Finalists for Renaissance charter providers announced

This article was originally published in The Notebook. In August 2020, The Notebook became Chalkbeat Philadelphia.

[Updated 3 p.m.]

Mastery, Universal Companies, and Scholar Academies will vie to operate three additional Renaissance turnaround schools put on the list for next year, the School District announced Monday.

In making the announcement, Superintendent William Hite said in a statement that all three had made progress in the elementary-level turnarounds that they now operate. Mastery has five, Universal three, and Young Scholars one.

The District said that eight organizations had submitted applications.

“We know that reversing years of low performance takes time and a special set of skills,” said Hite in a statement. “We are confident that these three Turnaround Teams can significantly improve academic performance and stabilize school climate while meaningfully engaging parents and communities in our shared mission of providing high-quality education for all students.”

The District announced in February that three habitually struggling schools — James Alcorn Elementary in South Philadelphia, Kenderton in North Philadelphia and Pastorius in Germantown — would be converted into Renaissance charters.

Both Kenderton and Pastorius have failed to meet federal benchmarks for "adequate yearly progress" the last decade.

Between now and mid-April, a matching process will take place in which advisory councils from the Renaissance schools rank their preferences among the charter providers. Hite makes the final recommendation to the School Reform Commission, which will vote on the matches in late April or early May.

Seven charter operators now run 17 Renaissance schools. Eleven of them are managed by Mastery and Universal.

The five applicants who were not chosen are American Paradigm, Creative Minds Partnership, CMSI Academies, Mosaica Turnaround Partners, and String Theory.

Three of them now operate Renaissance turnarounds. Two are in their first year: String Theory at the Philadelphia Charter School for the Arts and Sciences at H.R. Edmunds, and American Paradigm at the Memphis Street Academy Charter School at J.P. Jones. Mosaica has operated the Birney Preparatory Academy since 2011.

CSMI is the for-profit management company that operates Chester Community Charter School, which educates more than half the elementary-age children in Chester-Upland. That charter school, described on the company’s website as "one of Pennsylvania’s great educational success stories," last year was among those investigated by the state for suspicious PSSA test score patterns, including high numbers of wrong-to-right erasures, and was required to impose much stricter test security protocols in 2012. After the measures were adopted, student proficiency rates in math and reading plummeted by 30 points. A school spokesman attributed the decline to reduced funding from the state.

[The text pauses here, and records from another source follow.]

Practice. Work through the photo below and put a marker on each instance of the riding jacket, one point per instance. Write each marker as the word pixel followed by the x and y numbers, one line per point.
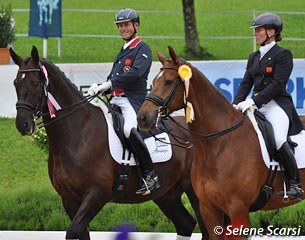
pixel 130 72
pixel 268 77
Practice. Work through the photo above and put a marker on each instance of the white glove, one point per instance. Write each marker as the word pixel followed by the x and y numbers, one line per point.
pixel 103 87
pixel 244 105
pixel 94 88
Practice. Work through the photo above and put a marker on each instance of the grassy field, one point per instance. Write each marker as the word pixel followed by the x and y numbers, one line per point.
pixel 27 199
pixel 217 18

The company’s founder, Vahan Gureghian, was Gov. Corbett’s largest single campaign contributor. He has consistently declined to release information on CSMI’s fee structure and profits from operating Chester Community, repeatedly arguing in court that as a private company, CSMI is not subject to Pennsylvania Right-to-Know laws.

Creative Minds Partnership was formed by musicians Carvin Haggins and Carol Riddick. According to their website, they sought to open the city’s first African American Renaissance elementary charter school for both arts and STEM subjects (Science, Technology, Engineering, Math). They said they were inspired in part by Kenny Gamble, who founded Universal Companies.